Entries Filed in 'Economy'
In an historic vote, the South Portland City Council last night voted 6-1 to pass the Clear Skies Ordinance which will protect the city from a tar sands crude oil terminal. The city developed the ordinance after Protect South Portland’s neighbor-to-neighbor campaign educated and mobilized the community against tar sands over the last year and a half. Conservation groups and South Portland residents gathered to reflect, stating that the victory shows that citizens can overcome out-of-state oil interests. It provides a telling example of how local communities threatened with local impacts of tar sands are saying “No.”

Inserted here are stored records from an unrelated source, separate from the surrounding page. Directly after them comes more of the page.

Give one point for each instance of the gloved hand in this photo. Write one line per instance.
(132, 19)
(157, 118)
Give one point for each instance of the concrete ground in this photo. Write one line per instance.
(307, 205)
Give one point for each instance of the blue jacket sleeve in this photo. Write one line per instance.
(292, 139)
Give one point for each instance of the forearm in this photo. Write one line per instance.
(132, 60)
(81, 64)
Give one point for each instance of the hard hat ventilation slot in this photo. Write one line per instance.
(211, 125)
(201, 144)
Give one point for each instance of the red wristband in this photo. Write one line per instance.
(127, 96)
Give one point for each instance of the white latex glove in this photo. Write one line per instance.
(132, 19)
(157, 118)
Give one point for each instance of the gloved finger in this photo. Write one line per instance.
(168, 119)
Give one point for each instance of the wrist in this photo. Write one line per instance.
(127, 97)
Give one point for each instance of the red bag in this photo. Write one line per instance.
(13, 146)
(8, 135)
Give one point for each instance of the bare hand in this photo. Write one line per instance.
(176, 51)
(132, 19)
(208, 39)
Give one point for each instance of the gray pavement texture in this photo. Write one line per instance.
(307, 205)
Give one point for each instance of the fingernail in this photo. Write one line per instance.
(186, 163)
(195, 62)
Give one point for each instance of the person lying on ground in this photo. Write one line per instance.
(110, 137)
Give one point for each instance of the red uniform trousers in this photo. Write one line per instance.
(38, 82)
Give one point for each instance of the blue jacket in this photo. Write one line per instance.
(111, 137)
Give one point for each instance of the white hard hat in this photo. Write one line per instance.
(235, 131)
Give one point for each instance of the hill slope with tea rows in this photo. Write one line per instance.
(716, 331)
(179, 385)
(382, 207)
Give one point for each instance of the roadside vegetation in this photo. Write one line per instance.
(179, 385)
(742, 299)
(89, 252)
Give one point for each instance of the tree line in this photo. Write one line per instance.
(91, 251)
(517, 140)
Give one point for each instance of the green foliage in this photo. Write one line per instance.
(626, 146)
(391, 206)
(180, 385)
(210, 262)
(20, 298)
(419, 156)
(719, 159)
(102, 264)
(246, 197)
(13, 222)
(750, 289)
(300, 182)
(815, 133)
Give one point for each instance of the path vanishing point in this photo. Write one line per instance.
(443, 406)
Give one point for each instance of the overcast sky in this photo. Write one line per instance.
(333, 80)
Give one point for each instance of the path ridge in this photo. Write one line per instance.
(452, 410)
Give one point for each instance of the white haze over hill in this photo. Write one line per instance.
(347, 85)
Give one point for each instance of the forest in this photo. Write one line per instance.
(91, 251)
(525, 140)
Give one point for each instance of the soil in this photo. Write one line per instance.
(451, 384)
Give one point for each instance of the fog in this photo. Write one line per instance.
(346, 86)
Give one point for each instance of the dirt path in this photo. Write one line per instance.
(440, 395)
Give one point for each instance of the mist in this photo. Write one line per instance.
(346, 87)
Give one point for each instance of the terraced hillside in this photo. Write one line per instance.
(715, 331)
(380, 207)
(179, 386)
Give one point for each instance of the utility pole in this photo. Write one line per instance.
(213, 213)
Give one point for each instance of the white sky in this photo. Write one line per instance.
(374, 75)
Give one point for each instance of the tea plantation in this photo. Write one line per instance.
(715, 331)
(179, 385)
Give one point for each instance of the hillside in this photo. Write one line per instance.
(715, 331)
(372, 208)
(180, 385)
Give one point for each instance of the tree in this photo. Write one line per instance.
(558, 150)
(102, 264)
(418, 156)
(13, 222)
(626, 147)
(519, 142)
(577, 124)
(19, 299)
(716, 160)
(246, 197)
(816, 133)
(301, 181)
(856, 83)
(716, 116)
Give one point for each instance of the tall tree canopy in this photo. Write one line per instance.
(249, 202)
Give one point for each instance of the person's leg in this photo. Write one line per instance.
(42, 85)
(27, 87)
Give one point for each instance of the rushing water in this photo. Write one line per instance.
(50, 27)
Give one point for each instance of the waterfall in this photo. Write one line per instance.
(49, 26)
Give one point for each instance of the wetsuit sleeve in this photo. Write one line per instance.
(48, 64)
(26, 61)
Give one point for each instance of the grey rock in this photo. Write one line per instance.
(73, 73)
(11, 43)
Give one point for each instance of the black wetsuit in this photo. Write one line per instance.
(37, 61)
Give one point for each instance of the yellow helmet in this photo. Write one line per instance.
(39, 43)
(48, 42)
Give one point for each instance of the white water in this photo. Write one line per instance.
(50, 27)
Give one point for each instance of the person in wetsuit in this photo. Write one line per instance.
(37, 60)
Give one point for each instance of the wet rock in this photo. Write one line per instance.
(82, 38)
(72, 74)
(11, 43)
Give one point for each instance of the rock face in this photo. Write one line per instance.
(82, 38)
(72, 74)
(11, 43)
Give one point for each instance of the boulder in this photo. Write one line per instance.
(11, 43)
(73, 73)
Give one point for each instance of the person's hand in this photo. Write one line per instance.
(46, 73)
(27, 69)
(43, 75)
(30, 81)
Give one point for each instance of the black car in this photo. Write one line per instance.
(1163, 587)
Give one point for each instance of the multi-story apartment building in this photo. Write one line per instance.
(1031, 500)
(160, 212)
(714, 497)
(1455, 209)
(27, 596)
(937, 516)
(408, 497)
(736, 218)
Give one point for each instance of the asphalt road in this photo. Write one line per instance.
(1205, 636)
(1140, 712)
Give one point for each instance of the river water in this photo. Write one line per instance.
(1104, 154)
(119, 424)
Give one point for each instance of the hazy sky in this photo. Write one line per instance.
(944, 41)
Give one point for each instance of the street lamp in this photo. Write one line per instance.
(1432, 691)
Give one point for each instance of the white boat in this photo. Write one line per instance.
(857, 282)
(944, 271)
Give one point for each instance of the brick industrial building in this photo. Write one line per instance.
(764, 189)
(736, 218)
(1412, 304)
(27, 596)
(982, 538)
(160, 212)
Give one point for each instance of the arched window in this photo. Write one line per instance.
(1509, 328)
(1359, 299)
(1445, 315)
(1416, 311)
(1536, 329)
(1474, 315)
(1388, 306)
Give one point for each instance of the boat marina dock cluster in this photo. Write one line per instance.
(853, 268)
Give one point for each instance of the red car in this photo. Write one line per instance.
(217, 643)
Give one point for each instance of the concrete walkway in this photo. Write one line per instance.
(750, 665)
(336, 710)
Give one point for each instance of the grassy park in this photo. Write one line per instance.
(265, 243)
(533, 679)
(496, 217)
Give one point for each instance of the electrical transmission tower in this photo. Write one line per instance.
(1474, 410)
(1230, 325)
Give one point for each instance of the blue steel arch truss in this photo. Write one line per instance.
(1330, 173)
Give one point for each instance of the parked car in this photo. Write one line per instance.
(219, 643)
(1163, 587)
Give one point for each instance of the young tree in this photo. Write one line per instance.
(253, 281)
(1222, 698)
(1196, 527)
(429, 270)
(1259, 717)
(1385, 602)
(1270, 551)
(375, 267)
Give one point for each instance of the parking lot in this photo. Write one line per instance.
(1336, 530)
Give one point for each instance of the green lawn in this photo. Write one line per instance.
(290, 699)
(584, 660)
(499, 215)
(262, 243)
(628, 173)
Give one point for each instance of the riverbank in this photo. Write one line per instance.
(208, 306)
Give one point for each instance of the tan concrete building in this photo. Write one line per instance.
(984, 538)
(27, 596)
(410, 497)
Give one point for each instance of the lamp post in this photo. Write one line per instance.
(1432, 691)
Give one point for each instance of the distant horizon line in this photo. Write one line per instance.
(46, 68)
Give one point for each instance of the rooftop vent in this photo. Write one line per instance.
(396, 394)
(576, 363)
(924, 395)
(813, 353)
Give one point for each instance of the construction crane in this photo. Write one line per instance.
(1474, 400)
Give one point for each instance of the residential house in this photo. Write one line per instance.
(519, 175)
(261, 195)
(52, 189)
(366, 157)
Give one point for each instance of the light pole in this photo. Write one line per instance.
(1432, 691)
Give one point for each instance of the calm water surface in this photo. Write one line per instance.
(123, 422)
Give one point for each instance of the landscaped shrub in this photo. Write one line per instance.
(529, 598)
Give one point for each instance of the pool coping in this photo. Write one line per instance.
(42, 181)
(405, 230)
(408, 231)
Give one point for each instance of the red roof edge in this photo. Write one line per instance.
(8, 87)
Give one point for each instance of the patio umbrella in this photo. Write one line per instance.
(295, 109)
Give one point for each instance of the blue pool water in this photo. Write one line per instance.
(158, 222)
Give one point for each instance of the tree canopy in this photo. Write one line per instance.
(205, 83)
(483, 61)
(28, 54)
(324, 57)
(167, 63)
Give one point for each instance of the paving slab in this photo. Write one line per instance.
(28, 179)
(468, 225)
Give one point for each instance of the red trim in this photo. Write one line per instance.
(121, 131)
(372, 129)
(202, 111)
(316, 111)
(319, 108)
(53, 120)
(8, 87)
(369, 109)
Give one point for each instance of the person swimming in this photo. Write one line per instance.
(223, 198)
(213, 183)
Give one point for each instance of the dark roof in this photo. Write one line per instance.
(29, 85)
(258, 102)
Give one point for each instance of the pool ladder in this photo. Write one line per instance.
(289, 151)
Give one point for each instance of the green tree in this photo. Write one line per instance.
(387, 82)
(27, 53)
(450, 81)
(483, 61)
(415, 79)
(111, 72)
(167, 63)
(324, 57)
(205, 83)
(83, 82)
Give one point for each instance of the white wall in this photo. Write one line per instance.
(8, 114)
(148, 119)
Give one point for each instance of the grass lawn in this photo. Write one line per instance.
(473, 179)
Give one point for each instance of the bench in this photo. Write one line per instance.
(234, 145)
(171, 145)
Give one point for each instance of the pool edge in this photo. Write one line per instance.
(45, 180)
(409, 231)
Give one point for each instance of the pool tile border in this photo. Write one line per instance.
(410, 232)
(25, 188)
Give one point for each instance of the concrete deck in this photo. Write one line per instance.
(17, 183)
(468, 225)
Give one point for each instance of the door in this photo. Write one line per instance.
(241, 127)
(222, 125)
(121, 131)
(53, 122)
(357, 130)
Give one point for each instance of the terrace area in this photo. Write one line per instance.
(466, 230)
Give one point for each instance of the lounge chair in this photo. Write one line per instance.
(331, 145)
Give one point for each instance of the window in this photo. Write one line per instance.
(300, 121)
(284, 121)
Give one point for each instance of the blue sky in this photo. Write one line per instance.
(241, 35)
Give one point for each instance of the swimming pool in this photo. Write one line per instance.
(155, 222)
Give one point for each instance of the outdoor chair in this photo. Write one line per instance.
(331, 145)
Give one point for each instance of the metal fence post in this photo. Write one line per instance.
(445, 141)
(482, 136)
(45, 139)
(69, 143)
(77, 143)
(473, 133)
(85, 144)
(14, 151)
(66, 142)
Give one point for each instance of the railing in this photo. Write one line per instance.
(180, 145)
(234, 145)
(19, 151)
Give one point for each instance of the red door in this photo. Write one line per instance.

“We may be a small city, but, boy, we’ve done a big thing tonight! The Clear Skies Ordinance protects our air, our coast, and our community,” said Mary-Jane Ferrier, spokesperson for Protect South Portland. “We are absolutely thrilled, relieved, and exhausted. Of course, we know it may not be over yet, and we’re committed to defend this victory from oil industry attacks.”
The Clear Skies Ordinance prohibits the bulk loading of tar sands onto tankers on the waterfront and forbids the construction of infrastructure for that purpose. Bulk loading of tar sands would increase air pollution, including volatile organic compounds and hazardous air pollutants, on the waterfront and surrounding the tanks next to schools and throughout the community. Two 70-foot tall combustion smokestacks on the pier next to Bug Light, such as those previously permitted by the city and state for bulk loading of tar sands, would harm scenic views and property values.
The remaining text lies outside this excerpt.